Sixth -- but far from the least important! -- is the company of our fellow music-lovers.  As the proverb goes, "Happiness shared is happiness multiplied."  We have found in our Travel Program adventures that the Friends of Spivey Hall who participate truly enjoy the concerts, excursions, and meals more when we experience them together.  For this we thank Friends Council members Susan Hunter and Jeff Adams, who so beautifully organize these trips with Angela and the TMF staff for us.

The ground package starts at Rome's Fiumicino Airport the morning of July 3, 2014, and includes one night of hotel at the Fiumicino Airport to facilitate a return to the US the morning of July 13, 2014.  The per-person ground package is $3600 (double-occupancy) or $4055 (single occupancy) and includes concert tickets, hotel, excursions, group ground transfer, taxes, and gratuities (travelers must provide their own airfare and travel insurance).

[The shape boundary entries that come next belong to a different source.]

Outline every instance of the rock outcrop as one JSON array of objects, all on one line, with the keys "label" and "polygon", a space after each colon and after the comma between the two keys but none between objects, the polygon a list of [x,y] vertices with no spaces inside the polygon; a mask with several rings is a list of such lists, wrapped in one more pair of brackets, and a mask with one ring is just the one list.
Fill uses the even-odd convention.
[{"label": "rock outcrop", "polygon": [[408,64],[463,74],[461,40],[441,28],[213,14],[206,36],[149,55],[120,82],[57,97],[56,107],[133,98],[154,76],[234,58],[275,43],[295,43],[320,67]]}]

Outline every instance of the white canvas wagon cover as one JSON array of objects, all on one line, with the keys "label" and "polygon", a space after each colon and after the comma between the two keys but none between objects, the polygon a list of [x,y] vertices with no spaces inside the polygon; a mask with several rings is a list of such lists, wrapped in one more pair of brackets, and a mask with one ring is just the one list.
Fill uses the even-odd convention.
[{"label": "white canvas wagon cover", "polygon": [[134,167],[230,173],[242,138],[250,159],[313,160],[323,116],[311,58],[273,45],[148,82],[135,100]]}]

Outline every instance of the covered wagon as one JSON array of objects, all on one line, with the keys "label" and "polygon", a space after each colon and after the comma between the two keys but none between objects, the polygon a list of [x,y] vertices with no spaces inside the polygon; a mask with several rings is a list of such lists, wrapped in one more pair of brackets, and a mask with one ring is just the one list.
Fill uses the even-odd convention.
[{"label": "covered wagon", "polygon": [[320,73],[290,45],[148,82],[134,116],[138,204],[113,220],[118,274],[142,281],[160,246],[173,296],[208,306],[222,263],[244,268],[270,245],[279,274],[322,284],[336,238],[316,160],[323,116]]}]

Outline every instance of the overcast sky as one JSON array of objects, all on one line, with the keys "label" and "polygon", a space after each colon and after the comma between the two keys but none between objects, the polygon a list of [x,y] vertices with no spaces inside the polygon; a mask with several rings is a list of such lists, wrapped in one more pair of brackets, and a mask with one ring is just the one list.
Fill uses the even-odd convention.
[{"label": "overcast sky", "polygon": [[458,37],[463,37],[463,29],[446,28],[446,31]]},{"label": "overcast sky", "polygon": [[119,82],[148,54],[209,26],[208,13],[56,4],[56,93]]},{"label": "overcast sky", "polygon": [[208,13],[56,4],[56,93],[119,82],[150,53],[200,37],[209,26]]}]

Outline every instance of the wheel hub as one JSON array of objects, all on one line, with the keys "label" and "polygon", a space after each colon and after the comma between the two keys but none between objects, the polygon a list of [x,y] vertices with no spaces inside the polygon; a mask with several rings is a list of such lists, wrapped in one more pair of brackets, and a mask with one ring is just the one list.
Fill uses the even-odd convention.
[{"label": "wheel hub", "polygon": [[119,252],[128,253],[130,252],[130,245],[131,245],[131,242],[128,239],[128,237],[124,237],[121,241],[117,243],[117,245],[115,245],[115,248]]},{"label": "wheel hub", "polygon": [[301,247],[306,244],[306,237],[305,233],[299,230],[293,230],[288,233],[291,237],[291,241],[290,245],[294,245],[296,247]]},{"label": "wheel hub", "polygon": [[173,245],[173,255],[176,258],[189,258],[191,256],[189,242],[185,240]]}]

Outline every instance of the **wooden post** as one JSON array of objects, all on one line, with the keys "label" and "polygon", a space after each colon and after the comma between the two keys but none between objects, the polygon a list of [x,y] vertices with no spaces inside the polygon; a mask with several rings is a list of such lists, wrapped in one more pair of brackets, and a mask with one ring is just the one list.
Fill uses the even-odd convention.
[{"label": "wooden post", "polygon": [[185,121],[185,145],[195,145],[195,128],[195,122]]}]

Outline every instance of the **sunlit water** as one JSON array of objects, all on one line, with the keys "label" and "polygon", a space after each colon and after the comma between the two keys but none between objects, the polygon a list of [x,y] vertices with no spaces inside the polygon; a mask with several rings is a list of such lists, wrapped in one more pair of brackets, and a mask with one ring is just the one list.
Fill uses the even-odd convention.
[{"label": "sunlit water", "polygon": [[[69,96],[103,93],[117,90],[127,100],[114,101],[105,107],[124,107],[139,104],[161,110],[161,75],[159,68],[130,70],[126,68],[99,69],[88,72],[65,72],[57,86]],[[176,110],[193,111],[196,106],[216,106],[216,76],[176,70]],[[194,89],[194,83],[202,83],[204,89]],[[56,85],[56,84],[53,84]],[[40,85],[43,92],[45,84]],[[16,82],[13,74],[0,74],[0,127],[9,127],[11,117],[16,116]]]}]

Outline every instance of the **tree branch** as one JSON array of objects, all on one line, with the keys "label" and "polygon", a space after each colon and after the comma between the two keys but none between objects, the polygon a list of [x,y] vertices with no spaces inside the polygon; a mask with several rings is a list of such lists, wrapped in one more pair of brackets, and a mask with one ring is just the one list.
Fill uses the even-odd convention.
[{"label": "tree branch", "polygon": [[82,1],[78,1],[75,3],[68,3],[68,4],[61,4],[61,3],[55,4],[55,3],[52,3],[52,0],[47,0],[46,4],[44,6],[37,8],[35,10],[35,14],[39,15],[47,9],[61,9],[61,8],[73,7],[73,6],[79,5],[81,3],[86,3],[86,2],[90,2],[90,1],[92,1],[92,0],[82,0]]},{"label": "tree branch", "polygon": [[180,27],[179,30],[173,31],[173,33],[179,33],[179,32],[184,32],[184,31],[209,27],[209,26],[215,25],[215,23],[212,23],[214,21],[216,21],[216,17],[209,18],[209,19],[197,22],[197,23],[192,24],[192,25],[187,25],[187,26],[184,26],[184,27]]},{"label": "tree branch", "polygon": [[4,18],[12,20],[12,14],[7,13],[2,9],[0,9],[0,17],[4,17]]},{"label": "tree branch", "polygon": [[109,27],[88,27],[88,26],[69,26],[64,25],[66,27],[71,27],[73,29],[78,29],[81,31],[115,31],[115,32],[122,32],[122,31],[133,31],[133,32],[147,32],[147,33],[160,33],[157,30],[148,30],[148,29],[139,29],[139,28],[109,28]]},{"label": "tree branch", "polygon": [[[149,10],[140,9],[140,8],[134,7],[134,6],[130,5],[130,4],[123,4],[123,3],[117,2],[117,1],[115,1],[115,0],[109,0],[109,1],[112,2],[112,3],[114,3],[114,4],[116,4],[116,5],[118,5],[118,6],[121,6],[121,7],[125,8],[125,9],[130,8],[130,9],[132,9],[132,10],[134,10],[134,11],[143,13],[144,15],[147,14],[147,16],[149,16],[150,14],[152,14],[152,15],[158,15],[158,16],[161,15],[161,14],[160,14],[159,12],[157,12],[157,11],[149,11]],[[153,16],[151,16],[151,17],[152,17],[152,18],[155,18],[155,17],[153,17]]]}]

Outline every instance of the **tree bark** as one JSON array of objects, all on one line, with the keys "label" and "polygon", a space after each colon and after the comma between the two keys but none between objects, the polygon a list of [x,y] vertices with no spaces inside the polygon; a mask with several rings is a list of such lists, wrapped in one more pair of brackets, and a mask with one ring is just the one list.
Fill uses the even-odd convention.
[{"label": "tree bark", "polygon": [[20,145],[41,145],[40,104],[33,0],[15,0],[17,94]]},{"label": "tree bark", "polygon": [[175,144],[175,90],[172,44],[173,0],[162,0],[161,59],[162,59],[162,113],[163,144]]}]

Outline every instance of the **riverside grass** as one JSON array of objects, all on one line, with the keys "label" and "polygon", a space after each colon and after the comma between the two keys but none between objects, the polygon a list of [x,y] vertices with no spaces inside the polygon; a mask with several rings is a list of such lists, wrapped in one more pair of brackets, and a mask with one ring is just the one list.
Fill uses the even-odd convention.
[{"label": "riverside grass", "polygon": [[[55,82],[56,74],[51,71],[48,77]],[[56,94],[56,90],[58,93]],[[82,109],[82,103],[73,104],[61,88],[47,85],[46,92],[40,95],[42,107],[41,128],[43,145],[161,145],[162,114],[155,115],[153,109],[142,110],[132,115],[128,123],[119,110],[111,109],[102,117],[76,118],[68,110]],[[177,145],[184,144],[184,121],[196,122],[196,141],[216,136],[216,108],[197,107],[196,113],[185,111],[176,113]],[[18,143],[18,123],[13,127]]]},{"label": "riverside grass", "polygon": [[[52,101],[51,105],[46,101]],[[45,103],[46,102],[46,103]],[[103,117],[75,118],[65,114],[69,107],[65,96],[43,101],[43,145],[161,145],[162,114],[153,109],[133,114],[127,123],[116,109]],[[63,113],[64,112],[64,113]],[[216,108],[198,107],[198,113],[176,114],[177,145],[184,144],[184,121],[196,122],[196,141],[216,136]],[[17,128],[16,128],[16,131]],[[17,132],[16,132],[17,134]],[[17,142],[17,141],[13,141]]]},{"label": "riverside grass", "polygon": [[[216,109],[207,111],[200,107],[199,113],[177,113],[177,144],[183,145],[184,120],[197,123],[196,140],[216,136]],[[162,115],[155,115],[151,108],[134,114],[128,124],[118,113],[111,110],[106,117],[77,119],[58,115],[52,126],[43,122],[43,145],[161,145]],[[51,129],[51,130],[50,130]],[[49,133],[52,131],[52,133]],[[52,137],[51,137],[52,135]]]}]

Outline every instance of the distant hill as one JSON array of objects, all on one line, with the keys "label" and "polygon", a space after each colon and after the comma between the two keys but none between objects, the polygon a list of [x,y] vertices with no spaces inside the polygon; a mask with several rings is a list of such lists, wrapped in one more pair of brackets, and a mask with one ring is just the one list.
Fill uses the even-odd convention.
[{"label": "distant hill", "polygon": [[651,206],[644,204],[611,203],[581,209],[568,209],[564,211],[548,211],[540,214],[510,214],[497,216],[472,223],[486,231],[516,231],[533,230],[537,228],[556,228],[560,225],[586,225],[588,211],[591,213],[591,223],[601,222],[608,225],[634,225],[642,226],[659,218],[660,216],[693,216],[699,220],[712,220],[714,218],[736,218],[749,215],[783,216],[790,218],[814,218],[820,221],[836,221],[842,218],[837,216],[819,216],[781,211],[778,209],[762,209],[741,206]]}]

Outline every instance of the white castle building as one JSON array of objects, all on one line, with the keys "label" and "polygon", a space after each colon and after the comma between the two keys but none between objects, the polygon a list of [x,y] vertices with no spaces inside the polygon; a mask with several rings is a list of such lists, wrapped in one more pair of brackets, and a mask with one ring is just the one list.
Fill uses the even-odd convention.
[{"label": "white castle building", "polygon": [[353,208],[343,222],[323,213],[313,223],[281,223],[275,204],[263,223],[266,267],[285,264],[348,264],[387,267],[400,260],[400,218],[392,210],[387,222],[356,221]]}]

In early March, Jeff and Susan will be hosting an evening in Atlanta with Angela, who will not only give us the ultimate insider's preview of the artists and programs she's put together for the 2014 Trasimeno Music Festival, but will also perform some solo piano music for us as well -- a rare privilege, and a perfect prelude to the trip.  The additional tax-deductible donation ($150) to attend this event benefits the American Friends of the Trasimeno Festival.

So join us!  For details of our current itinerary, terms and conditions, registration forms, and the Atlanta evening with Angela, simply email Megan Wefald at  We can only confirm participation in the tour upon receipt of registration form and deposit ($1000 per person).  The final payment is due March 1 -- so if you're interested, don't wait!

Friday, January 17, 2014

Joyce DiDonato @ Spivey Hall on Performance Today

Joyce DiDonato sang Harold Arlen's "Somewhere Over the Rainbow" to close her most recent Spivey Hall recital with pianist David Zobel.  American Public Media's Performance Today lets us enjoy it again.  It aired yesterday (January 16, 2014) in the second hour of the broadcast, available for about a week online.

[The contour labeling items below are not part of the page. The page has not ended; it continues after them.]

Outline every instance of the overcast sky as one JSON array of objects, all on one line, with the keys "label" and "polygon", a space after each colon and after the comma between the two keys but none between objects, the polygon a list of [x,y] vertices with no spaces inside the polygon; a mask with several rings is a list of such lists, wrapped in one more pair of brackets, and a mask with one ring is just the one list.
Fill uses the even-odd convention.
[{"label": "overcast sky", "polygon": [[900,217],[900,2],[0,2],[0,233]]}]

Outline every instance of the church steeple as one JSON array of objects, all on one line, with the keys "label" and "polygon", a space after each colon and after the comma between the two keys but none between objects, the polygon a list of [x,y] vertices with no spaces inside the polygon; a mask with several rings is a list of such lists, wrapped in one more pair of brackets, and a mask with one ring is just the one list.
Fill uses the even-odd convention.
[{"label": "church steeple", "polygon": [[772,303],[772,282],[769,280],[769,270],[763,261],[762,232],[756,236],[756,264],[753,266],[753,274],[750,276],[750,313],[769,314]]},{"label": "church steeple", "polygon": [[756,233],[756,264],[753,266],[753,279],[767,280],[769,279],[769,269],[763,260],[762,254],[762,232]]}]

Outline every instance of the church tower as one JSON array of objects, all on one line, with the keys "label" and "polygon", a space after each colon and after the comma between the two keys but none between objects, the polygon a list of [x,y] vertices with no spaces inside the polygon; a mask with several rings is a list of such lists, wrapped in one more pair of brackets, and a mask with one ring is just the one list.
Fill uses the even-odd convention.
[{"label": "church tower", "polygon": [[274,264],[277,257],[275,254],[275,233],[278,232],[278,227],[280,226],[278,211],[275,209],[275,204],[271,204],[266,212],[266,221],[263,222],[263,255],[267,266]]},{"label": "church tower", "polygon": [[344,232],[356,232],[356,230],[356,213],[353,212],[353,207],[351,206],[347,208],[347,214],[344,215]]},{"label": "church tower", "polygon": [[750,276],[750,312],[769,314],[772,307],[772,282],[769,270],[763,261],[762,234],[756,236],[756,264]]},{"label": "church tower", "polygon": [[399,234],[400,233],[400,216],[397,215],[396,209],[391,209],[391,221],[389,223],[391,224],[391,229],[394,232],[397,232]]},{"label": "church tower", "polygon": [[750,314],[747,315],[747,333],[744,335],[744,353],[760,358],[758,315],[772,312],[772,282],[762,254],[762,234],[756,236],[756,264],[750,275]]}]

Click here to listen.  It's at the very end of the hour -- you can move the play bar over to fast-forward if you're short on time (the Copland Clarinet Concerto is an exquisite piece, worth a listen, too). 

In her remarks to the audience, Joyce reminds us of the importance of dreaming -- and how Emilie Spivey's dream created an extraordinary recital hall in Morrow, GA.  Who would have thought?  Thank you, Joyce, for your wise words and gorgeous singing.  The audience was utterly enraptured. 

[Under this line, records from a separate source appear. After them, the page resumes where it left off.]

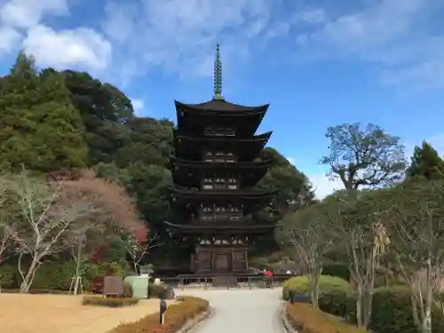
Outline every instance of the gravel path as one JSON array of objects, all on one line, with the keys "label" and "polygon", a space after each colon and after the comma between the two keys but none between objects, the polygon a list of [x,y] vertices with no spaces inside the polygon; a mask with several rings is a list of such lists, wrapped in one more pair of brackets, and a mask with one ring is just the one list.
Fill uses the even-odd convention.
[{"label": "gravel path", "polygon": [[282,333],[281,289],[184,290],[208,299],[214,313],[194,333]]}]

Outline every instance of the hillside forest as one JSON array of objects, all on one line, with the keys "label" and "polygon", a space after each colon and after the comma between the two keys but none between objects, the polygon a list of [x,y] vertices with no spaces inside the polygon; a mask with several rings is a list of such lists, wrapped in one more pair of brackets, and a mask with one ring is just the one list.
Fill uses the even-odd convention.
[{"label": "hillside forest", "polygon": [[[188,253],[178,250],[163,224],[181,222],[167,190],[171,120],[136,116],[117,87],[84,72],[37,70],[23,53],[0,78],[0,110],[2,285],[67,289],[74,274],[137,271],[146,264],[189,266]],[[346,191],[444,172],[428,143],[408,163],[400,139],[374,124],[333,126],[326,137],[329,155],[320,162]],[[261,158],[274,163],[258,186],[279,193],[255,216],[258,223],[292,230],[306,206],[324,207],[307,177],[279,151],[268,147]],[[277,234],[256,244],[251,266],[297,259],[289,235]]]},{"label": "hillside forest", "polygon": [[[75,215],[75,218],[71,217],[73,220],[79,215],[89,220],[98,219],[100,215],[103,221],[99,222],[106,224],[107,231],[116,227],[129,230],[117,238],[149,243],[139,264],[189,265],[187,254],[180,257],[175,251],[163,224],[164,220],[180,219],[170,210],[167,191],[171,182],[169,160],[172,154],[172,121],[138,117],[131,101],[115,86],[84,72],[37,70],[33,58],[23,53],[19,54],[10,73],[0,78],[0,110],[2,218],[37,218],[28,216],[33,214],[26,203],[29,201],[36,200],[35,205],[47,205],[52,210],[53,202],[47,202],[52,194],[60,195],[60,200],[72,195],[77,200],[87,194],[88,202],[83,203],[92,205],[95,215],[82,212],[83,216],[81,207],[75,207],[76,213],[71,211]],[[261,157],[273,159],[274,165],[258,186],[272,186],[280,192],[273,205],[258,212],[257,218],[275,222],[299,194],[304,194],[307,201],[313,199],[306,177],[277,150],[266,147]],[[9,192],[18,199],[13,201],[4,194]],[[36,210],[40,209],[40,213],[44,214],[42,207]],[[69,209],[73,210],[73,207]],[[58,214],[60,218],[61,211]],[[38,219],[35,222],[39,223]],[[12,232],[11,226],[6,227],[7,223],[3,225],[4,236],[8,230],[9,234],[18,234],[17,226]],[[37,234],[28,230],[29,226],[19,226],[36,242]],[[78,228],[86,233],[85,226]],[[48,239],[56,229],[48,232]],[[90,254],[95,260],[105,254],[100,260],[114,262],[133,257],[134,250],[128,242],[123,242],[123,246],[115,242],[115,233],[111,233],[113,237],[105,237],[103,230],[103,237],[86,234],[88,237],[85,235],[83,242],[91,242],[86,248],[91,248]],[[28,245],[18,236],[12,241],[21,247]],[[258,252],[275,250],[273,235],[263,245],[258,247]],[[125,250],[128,247],[130,250]],[[61,256],[61,248],[48,252],[52,260],[57,261]],[[102,250],[104,248],[107,250]],[[7,248],[5,242],[4,250],[4,262],[17,260],[16,249]],[[24,254],[24,261],[36,256],[32,249],[20,253]],[[43,260],[37,257],[36,262]]]}]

I generally hear PT when I'm at home, but yesterday I was in New York to attend a Carnegie Hall performance celebrating Marilyn Horne's 80th birthday, featuring a plethora of superb singers, many of whom (Frederica von Stade, Samuel Ramey, Renee Fleming, Isabel Leonard, David Daniels, and Jamie Barton) have also performed in recital at Spivey Hall -- as well as pianists Marty Katz and Warren Jones.  More on this in a bit.  So many good things happening at Spivey Hall at the moment -- much to blog about!